On 2 June 2017 at 14:59, Gunnar Morling <gunnar at hibernate.org> wrote:

> Sure, as I said, an implementor of that SPI will very likely deal with
> the HTTP client. But our SPI isn't tainted by that.
>
> I also don't see much value in re-defining all the options from
> RestClientBuilder. ElasticsearchHttpClientConfigurer resembles
> HttpClientConfigCallback. Would you also re-define
> RequestConfigCallback? What if new options get added to
> RestClientBuilder? What's the benefit of this catch-up game?
>
>
>
>
> 2017-06-02 14:47 GMT+02:00 Yoann Rodiere <yoann at hibernate.org>:
> >> There's no exposure of HTTP Client in this SPI. Yes, if people need to
> >> customize the HTTP client to be used by the returned RestClient
> >> instance, they'll naturally depend on that. But this SPI isn't tied to
> >> such detail of how RestClient works - if ES folks decided to use
> >> OkHttp instead, our SPI contract won't be affected (of course user's
> >> implementations will need to change if they were customizing the HTTP
> >> client before).
> >
> > I would feel dishonest arguing this to users... Frankly, there's little
> > point in returning a custom RestClient without customizing stuff related
> to
> > Apache HTTP Client. See RestClientBuilder: apart from methods tied to
> Apache
> > HTTP Client, and from options already provided by Hibernate Search, you
> only
> > have access to these:
> >
> > org.elasticsearch.client.RestClientBuilder.setDefaultHeaders(Header[])
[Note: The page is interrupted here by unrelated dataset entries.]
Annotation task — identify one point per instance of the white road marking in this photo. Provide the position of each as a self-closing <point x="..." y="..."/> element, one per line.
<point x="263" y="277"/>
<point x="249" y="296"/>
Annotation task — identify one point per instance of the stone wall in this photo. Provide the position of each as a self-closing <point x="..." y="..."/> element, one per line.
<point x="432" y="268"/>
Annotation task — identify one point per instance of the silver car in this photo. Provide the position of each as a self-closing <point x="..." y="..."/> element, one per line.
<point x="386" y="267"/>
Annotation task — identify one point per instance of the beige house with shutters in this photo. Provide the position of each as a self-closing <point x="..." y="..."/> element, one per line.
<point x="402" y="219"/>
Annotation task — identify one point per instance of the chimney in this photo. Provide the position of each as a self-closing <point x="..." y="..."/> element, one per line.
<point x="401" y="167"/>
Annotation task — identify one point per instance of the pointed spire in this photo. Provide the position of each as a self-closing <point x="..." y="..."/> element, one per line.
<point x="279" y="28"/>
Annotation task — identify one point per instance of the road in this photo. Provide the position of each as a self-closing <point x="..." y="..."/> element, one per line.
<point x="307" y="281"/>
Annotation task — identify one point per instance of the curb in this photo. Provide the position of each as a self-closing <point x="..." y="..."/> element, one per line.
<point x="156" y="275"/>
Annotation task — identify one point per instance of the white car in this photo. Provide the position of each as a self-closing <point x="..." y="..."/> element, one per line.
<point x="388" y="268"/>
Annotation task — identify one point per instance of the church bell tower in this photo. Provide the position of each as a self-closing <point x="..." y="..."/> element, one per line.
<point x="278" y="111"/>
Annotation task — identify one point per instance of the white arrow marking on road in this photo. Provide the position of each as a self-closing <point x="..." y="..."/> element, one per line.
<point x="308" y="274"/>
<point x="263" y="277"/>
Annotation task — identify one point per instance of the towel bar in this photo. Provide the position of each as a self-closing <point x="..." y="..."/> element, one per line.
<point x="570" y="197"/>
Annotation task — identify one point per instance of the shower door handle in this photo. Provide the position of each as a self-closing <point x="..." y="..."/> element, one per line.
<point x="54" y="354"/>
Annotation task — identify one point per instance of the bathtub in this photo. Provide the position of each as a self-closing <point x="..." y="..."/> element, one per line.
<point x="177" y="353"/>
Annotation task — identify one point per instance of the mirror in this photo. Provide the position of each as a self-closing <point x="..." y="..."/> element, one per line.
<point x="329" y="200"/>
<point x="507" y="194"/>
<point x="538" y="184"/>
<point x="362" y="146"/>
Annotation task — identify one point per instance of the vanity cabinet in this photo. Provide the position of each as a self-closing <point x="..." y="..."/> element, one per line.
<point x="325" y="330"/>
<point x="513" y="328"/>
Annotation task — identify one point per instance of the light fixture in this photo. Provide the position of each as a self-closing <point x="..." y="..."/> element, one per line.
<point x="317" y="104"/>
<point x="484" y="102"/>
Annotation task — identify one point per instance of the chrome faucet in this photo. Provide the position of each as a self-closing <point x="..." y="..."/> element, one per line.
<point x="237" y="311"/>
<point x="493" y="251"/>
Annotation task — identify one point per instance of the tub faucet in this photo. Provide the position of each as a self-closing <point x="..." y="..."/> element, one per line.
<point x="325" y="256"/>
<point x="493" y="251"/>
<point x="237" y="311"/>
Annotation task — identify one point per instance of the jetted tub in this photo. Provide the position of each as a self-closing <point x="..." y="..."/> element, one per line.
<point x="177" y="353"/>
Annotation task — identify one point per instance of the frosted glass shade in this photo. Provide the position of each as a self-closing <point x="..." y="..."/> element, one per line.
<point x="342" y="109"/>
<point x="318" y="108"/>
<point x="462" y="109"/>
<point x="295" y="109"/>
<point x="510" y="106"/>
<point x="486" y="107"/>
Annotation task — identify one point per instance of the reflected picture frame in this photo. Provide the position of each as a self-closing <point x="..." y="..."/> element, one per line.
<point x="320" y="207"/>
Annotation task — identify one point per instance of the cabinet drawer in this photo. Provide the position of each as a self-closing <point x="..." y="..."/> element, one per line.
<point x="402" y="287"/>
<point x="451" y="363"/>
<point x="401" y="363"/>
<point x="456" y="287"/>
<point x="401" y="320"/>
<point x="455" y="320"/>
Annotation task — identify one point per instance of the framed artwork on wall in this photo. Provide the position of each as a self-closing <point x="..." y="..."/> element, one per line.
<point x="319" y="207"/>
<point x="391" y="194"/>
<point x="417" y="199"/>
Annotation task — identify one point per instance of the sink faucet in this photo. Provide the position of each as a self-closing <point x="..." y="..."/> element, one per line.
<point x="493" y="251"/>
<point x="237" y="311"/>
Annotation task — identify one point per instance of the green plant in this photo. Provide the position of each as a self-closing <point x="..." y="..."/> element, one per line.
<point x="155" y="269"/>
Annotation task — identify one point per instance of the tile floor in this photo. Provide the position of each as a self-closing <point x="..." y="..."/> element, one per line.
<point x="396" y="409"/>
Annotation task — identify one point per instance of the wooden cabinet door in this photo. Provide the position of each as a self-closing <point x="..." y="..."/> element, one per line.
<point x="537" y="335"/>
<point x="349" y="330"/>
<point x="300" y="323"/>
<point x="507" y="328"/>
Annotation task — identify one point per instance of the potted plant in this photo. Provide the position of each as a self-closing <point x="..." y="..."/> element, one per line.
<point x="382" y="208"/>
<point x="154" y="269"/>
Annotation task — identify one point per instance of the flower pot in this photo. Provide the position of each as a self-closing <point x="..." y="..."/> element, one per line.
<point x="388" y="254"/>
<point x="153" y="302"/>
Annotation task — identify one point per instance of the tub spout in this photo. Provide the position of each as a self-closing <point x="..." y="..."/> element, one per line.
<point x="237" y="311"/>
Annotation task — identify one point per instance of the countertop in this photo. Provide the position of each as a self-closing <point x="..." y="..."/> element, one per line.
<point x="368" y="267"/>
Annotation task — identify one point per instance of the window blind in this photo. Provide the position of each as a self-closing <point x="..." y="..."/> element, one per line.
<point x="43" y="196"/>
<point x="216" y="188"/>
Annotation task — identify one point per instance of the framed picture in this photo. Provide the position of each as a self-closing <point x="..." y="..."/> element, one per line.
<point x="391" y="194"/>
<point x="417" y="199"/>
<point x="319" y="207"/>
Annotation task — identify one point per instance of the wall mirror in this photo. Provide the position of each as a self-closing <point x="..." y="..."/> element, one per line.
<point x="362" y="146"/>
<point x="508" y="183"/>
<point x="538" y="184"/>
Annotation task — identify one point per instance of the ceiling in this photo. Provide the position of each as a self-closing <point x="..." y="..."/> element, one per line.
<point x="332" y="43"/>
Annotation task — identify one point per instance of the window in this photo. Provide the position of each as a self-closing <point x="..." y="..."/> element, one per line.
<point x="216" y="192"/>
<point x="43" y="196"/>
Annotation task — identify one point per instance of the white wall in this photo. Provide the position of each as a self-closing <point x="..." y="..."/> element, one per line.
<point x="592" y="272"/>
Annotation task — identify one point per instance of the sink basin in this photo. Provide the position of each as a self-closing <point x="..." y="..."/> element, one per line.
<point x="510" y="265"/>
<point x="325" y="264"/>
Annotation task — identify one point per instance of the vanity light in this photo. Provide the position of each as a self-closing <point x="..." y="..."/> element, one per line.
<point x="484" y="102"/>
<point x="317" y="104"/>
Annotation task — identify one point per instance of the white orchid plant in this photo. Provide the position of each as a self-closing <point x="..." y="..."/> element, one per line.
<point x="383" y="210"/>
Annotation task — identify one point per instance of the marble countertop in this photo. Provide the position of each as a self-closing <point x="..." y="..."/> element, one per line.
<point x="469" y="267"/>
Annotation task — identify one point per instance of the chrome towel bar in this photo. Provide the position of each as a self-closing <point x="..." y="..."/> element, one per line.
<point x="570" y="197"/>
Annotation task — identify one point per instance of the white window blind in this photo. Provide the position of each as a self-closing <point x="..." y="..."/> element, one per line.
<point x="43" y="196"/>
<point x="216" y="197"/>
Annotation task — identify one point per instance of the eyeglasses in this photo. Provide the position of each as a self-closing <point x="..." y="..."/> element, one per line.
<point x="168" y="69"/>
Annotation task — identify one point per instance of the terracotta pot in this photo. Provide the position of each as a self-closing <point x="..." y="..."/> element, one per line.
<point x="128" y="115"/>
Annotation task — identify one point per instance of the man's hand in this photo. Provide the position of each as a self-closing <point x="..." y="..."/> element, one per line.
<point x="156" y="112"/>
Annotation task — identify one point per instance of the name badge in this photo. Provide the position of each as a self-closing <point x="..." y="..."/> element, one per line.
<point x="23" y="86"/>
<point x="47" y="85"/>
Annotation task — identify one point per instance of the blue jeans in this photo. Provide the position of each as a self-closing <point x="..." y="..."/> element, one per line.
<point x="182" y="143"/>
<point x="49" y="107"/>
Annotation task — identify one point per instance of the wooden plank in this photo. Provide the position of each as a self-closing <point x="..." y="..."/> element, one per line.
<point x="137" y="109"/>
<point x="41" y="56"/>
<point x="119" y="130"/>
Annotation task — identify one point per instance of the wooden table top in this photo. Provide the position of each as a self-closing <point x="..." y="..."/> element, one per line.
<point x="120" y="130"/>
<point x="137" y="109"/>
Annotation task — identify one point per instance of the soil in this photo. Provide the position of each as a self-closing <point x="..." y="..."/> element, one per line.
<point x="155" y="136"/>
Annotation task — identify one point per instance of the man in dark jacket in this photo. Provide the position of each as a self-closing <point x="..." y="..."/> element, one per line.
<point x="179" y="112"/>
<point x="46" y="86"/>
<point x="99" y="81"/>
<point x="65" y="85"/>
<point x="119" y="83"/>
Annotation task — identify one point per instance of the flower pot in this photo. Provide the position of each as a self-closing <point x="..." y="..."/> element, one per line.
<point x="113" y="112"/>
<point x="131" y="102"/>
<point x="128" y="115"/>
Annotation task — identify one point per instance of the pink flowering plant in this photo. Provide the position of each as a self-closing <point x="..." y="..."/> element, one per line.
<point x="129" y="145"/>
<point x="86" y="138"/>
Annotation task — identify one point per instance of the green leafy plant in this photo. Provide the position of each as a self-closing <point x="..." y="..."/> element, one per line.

> > org.elasticsearch.client.RestClientBuilder.setFailureListener(
> FailureListener)
> > org.elasticsearch.client.RestClientBuilder.setPathPrefix(String)
> >
> > ... and that's all.
> >
> > So yes, this SPI doesn't have a direct dependency to Apache HTTP Client,
> but
> > any practical use of it will have one. At the end of the day, that's what
> > really matters, right?
> >
> > Yoann Rodière
> > Hibernate NoORM Team
> > yoann at hibernate.org
> >
> > On 2 June 2017 at 14:25, Gunnar Morling <gunnar at hibernate.org> wrote:
> >>
> >> 2017-06-02 12:49 GMT+02:00 Yoann Rodiere <yoann at hibernate.org>:
> >> >> There's an important difference: one exposes Apache HTTP client in
> >> >> HSEARCH's SPI, whereas the other just requires usage of Apache HTTP
> >> >> client within one specific implementation. For users it doesn't
> change
> >> >> much, but the latter is cleaner from HSEARCH's perspective.
> >> >
> >> > RestClient is not an interface, it's an implementation. There's no
> >> > interface. So yes, we would just be exposing Apache HTTP Client on top
> >> > of
> >> > RestClient.
> >> >
> >>
> >> Here's what I'd have done:
> >>
> >>     package org.hibernate.search.elasticsearch.client.spi;
> >>
> >>     public interface RestClientFactory  {
> >>         RestClient buildRestClient(SomeContext ctx);
> >>     }
> >>
> >> There's no exposure of HTTP Client in this SPI. Yes, if people need to
> >> customize the HTTP client to be used by the returned RestClient
> >> instance, they'll naturally depend on that. But this SPI isn't tied to
> >> such detail of how RestClient works - if ES folks decided to use
> >> OkHttp instead, our SPI contract won't be affected (of course user's
> >> implementations will need to change if they were customizing the HTTP
> >> client before).
> >>
> >> >> I'm not quite following on that. If people are in control of the
> >> >> RestClient entirely, they can do whatever they want?
> >> >
> >> > As mentioned above, exposing RestClient is even worse than just
> exposing
> >> > the
> >> > Apache HTTP client.
> >>
> >> I don't think it's worse, it's better actually. It just exposes our
> >> direct dependency in the SPI and not any of its details.
> >>
> >> > So I was suggesting to use a proper abstraction, namely our own
> >> > interface,
> >> > org.hibernate.search.elasticsearch.client.impl.ElasticsearchClient.
> >> >
> >> > I suppose your remark concerned this paragraph:
> >> >
> >> >> On top of that, this solution would not allow multiple third-party
> >> >> customizations to work well together (for instance AWS authentication
> >> >> provided by us or a third party + some performance tweaking by the
> >> >> user)...
> >> >> which is something the SPI we're planning in the PR could allow.
> >> >
> >> > If we did allow users to re-implement ElasticsearchClient, yes, one
> >> > implementor would be able to do whatever he wants... if he
> re-implements
> >> > it.
> >> > He wouldn't be able to re-use other extensions.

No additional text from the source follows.